Sobre a dor (ou 2015)

Em 2015, até a praia ficou cinza...

Em 2015, até a praia ficou cinza…

Escrever é uma das melhores formas que encontrei de lidar com a dor. Tem sido assim desde a minha pré-adolescência, quando comecei a notar o poder – até então latente – que as palavras exerciam sobre mim. A fascinação por elas havia começado bem antes, ainda criança, quando descobri o prazer de ler. Porém, o domínio que as palavras exerciam sobre mim, por meio da escrita, revelou-se apenas alguns anos mais tarde.

Dito isso, certo é que, em 2015, eu deveria ter escrito (bem) mais. Ou, pra ser correto: em 2015, eu deveria ter escrito. Mas não escrevi… Nenhuma expressão da dor em palavras. O que é, no mínimo, estranho. Porque 2015 foi um ano em forma de agosto… Longo, interminável… “O eterno agosto”, escrevi por aí… E ruim, muito ruim.

E hoje, a nove longos dias do fim deste ano horrível, olhando para trás, percebo que talvez 2015 tivesse sido menos pesado se eu apenas houvesse escrito… Mas faltaram-me as palavras. Ou o tempo. Ou a disposição. 

Em 2015, infelizmente, dediquei-me a textos que não me deram prazer, a caminhos tortuosos, dos quais, apesar de necessários, não posso sentir orgulho. Mergulhei em ambientes danosos à alma. Repletos de mesquinhez, onde “tudo é vaidade…” Desperdício(s) de vida, de tempo, de motivação…

Mas, como nem tudo são espinhos, as vivências deste ano me permitiram enxergar, de forma bem mais clara, aquilo e aquele que não quero ser. A pessoa que não quero me tornar. E, a despeito de tanto desgosto, 2015 me permitiu a convivência com algumas maravilhosas pessoas que me carregaram (nos braços, mesmo!) para lugares dos quais eu jamais deveria ter saído. Pessoas que me permitiram enxergar a esperança e me levaram pra mais perto de onde quero estar, pra mais perto daquele que quero ser.

E, na ausência da minha própria escrita, pude me encontrar nas palavras d’Os Arrais, as que antecedem e as que fazem a canção “O Bilhete e o Trovão”:

“Esta é a melodia. A letra que surge quando nada pode ser dito. Quando as palavras não rimam com a vida. Quando as melhores intenções são esmagadas e destruídas. Quando os medos são maiores e mais numerosos que as promessas. Quando as certezas são engolidas num tenebroso mar de incertezas. Quando confrontados com o indivisível, seja a nossa canção, estrofe, ponte e refrão…”
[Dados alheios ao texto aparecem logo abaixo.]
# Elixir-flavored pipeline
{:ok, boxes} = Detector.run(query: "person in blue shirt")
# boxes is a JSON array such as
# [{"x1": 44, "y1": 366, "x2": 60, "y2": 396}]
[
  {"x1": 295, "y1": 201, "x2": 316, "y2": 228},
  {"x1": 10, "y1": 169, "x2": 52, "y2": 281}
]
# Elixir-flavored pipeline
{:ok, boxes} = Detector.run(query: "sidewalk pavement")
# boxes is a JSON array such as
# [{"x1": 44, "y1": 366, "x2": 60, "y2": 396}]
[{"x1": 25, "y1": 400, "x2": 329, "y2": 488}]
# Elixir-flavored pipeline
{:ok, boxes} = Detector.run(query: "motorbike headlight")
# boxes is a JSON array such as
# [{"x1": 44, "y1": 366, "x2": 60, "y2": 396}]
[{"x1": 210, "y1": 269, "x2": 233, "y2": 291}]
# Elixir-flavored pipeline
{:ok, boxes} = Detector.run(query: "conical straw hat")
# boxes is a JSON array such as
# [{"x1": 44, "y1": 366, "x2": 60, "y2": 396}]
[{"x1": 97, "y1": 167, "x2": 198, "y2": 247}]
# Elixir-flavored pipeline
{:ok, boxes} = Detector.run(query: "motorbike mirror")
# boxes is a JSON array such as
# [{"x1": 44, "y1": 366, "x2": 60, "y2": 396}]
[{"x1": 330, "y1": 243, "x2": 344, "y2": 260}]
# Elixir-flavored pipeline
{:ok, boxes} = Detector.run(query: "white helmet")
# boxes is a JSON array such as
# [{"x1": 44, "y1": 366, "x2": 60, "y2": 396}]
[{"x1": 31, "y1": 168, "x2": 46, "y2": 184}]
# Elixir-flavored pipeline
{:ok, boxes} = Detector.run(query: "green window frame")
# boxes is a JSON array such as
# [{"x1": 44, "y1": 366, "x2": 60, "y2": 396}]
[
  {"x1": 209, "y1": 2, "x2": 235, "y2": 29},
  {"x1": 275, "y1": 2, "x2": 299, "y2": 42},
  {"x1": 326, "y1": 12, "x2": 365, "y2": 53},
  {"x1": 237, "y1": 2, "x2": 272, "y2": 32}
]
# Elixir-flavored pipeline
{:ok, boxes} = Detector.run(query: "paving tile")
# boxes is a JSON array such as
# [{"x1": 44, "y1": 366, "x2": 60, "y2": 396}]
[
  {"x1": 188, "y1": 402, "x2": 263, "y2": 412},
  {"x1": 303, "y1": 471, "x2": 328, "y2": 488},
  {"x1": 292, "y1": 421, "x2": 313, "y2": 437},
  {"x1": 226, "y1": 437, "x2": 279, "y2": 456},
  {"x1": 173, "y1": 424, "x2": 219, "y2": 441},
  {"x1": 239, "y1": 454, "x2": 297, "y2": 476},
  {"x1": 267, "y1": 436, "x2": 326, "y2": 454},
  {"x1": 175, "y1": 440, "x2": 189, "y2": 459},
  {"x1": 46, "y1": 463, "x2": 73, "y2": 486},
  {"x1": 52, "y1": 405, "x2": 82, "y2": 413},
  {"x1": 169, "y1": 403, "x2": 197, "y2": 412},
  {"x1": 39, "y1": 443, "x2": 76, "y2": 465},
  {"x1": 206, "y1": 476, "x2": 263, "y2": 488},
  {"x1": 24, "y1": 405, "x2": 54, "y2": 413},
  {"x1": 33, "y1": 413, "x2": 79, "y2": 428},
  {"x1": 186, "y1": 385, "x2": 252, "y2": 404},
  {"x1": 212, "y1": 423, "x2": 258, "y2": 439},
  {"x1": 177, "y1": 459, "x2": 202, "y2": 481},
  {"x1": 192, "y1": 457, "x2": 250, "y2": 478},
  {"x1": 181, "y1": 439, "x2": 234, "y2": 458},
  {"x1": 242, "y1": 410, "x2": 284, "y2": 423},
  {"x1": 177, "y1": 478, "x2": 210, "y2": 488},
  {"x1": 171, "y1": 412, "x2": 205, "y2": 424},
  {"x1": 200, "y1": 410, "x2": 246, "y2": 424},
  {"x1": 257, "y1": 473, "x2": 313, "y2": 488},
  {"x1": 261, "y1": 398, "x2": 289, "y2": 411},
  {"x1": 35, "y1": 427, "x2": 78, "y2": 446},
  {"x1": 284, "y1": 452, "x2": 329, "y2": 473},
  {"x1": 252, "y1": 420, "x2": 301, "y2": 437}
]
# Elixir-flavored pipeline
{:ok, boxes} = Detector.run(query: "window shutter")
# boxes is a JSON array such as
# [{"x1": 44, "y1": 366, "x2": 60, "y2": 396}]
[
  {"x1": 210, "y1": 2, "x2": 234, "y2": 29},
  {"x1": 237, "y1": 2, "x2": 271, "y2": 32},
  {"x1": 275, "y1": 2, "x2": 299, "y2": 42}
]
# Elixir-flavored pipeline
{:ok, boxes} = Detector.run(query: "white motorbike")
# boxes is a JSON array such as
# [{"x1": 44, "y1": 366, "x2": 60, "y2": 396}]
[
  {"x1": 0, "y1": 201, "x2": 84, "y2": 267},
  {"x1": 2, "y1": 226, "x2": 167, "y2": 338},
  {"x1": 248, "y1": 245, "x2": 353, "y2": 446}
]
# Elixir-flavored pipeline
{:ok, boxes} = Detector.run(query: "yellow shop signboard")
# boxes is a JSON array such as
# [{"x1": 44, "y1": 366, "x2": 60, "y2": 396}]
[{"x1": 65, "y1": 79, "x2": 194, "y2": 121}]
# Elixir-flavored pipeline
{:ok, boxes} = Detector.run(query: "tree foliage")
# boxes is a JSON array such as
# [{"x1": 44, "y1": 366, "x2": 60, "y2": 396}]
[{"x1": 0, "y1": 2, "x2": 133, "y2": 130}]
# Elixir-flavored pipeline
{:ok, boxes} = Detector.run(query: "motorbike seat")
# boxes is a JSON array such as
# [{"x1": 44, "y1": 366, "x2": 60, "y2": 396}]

E que 2016 “seja o que está por vir”…

 

5 respostas em “Sobre a dor (ou 2015)

  1. Eu sempre encontro prazer e identificação em suas palavras!! E relembro como eh bom te ler e conviver contigo!! Que 2016 venha… Simplesmente venha para nós trazendo mais oportunidades de convivência e vivência! Te amo!

  2. Ufa! Ainda bem que você continua aí. Seu nome esteve em minha mente várias vezes nesse 2015 e te senti exatamente assim: cinza, sombrio. Desculpe-me! Talvez poderia ter dito algo para alegrar seu coração, mas me acovardei. De qualquer forma, desejo profundamente que seu 2016 seja lindo. Apesar da pouca convivência pessoal, sempre tive muito carinho por você. Um abraço apertado!

  3. Acredito que todos nos identificamos com essas palavras bem colocadas. Obrigada por esse texto tão bom de ler que reflete realmente o que tem sido nosso 2015.